Border Security, Asylum and Immigration Act 2025
- Parliament of the United Kingdom
- Long title: An Act to make provision about border security; to make provision about immigration and asylum; to make provision about sharing customs data and trailer registration data; to make provision about articles for use in serious crime; to make provision about serious crime prevention orders; to make provision about fees paid in connection with the recognition, comparability or assessment of qualifications; and for connected purposes.
- Citation: 2025 c. 31
- Territorial extent: England and Wales; Scotland; Northern Ireland;

Dates
- Royal assent: 2 December 2025
- Commencement: various

Other legislation
- Amends: Immigration Act 1971; British Nationality Act 1981; Immigration and Asylum Act 1999; Terrorism Act 2000; Criminal Justice and Police Act 2001; Proceeds of Crime Act 2002; Nationality, Immigration and Asylum Act 2002; Immigration, Asylum and Nationality Act 2006; Serious Crime Act 2007; UK Borders Act 2007; Immigration Act 2016; Data Protection Act 2018; Immigration (Citizens’ Rights Appeals) (EU Exit) Regulations 2020; Immigration (Collection, Use and Retention of Biometric Information and Related Amendments) Regulations 2021; Illegal Migration Act 2023;
- Repeals/revokes: Safety of Rwanda (Asylum and Immigration) Act 2024

Status: Current legislation

Text of statute as originally enacted

Revised text of statute as amended

Text of the Border Security, Asylum and Immigration Act 2025 as in force today (including any amendments) within the United Kingdom, from legislation.gov.uk.

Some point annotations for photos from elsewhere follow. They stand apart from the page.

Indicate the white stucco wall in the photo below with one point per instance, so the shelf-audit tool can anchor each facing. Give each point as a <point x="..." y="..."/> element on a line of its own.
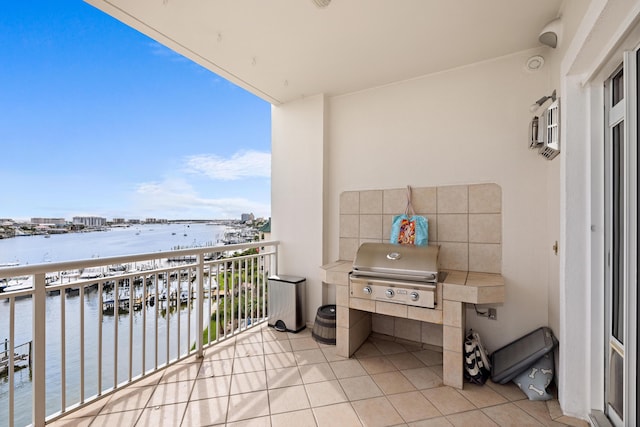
<point x="465" y="126"/>
<point x="297" y="199"/>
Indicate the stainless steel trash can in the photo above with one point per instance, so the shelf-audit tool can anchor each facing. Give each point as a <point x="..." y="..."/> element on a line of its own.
<point x="286" y="303"/>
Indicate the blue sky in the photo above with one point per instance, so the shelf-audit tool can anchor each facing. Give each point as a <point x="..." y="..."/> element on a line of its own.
<point x="98" y="119"/>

= Border Security, Asylum and Immigration Act 2025 =

Act of the Parliament of the United Kingdom

The Border Security, Asylum and Immigration Act 2025 (c. 31) is an act of the Parliament of the United Kingdom.

== Adoption ==
The Border Security, Asylum and Immigration Bill was introduced in the House of Commons on 30 January 2025 and completed its passage in that House on 12 May 2025. The bill was introduced in the House of Lords on 13 May 2025 and the second reading was scheduled for 2 June 2025.

== Provisions ==
The act creates a new criminal offence of endangering another during a journey by sea to the UK from France, Belgium or the Netherlands. The first sentences for this offence took place on 10 June 2026.